An AWS Lambda (serverless) implementation of Facebook fastText – text classification

Code For Cash finds freelance programming jobs.  One of our biggest methods is through scraping websites.  In order to match these jobs to our subscribers, we have to apply some labeling.  Currently, we have human workers doing the labeling, but in order to save money, we have to make the move to machine learning.

 

Here’s how I handled the initial migration to fastText:

 

  1. I took the labeled data from our MySQL database and dumped it into a TSV file.  

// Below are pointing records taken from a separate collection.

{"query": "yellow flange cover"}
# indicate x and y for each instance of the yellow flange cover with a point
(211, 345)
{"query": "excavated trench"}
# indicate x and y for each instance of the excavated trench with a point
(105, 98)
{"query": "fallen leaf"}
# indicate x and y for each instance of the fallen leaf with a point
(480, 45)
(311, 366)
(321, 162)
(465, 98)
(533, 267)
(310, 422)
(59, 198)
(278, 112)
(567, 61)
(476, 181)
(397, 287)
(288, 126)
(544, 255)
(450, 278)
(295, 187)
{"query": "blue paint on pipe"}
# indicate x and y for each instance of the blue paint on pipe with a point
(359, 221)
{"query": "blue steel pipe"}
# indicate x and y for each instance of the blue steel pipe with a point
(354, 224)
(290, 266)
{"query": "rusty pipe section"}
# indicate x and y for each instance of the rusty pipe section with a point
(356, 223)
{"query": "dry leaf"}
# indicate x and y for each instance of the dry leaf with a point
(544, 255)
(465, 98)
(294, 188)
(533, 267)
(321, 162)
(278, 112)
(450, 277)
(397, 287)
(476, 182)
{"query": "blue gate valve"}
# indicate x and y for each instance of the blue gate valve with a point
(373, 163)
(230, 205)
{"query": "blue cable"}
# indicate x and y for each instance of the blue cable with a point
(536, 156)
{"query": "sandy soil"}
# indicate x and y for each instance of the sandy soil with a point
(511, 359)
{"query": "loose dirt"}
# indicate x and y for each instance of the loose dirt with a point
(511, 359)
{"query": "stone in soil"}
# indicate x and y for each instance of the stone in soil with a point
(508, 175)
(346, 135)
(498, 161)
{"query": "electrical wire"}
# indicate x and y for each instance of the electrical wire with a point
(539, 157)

    mysql -ucfcjobs -pPASSWORD -hOURDATABASE.us-east-1.rds.amazonaws.com cfcjobs -e ‘select * from gig_opportunity_meta’ > gom_table.csv
  2. I wrote a python script to normalize the job ad text (combining title and description), making lowercase, removing punctuation and removing stopwords.  I then outputted one lead per line, prefixed with the labels I already know. 

    (Here’s the script)
    https://gist.github.com/zackster/b9e0cc87df34218ba9d92454c830945b

 

  1. I then ran fasttext to create a model

    /fasttext supervised -input normalized_gom -output model_gom -lr 1.0 -epoch 25 -wordNgrams 3 -bucket 200000 -dim 50 -loss hs

    This created a file, model_gom.bin

 

  1.  I used ec2 to create an Amazon Linux micro instance (free tier).  I then installed git (sudo yum install git), installed a c++ compiler (sudo yum groupinstall “Developer tools”), downloaded fastText and compiled it with “make”

 

  1.  I then used scp to copy the compiled fasttext binary to my local machine.  I moved the fasttext-for-Amazon Linux binary into a folder called lambda.  I also copied model_gom.bin.  

 

  1.  I then installed nltk locally to the lambda directory: pip install nltk -t /Users/zackburt/fastText/lambda  – I also ran nltk.download() to download nltk_data to a local directory.

 

  1.  I then wrote a serverless script that could ingest the job ad text and return a string with the predicted labels.  Here it is:   https://gist.github.com/zackster/649555aa3d4e6d6b046627d93490b0d6

 

  1. Then, fromwithin the Lambda directory, I ran “zip -r ~/fasttext-lambda.zip *”.  This created a zip archive in my home directory.  It’s very important that when you zip up serverless components for AWS Lambda, your zip archive’s root isn’t a folder.  I.e. when you unzip, it needs to unzip the contents into the current directory, rather than a subfolder.  Amazon doesn’t yet play nice with error messages regarding this subtle point, and failing to put your handler file in the root directory of the zip (NOT within a folder in the root directory) will result in confusion.

 

  1.  I then used s3cmd to upload the script to a S3 bucket.  

 

  1. Once the file was up in s3, I created a new Lambda function and set NLTK_DATA=./nltk_data as an environment variable in the Lambda configuration.  I also maxed out memory, since even at scale, we should be on the free tier, and a max memory config will run the function 3 times faster, even considering the fact that 350MB is the maximum memory used by the function.  Just a little tip I learned from ServerlessConf.

 

Et voilà! A text classification SaaS API, except without the need for paying for a 3rd party SaaS!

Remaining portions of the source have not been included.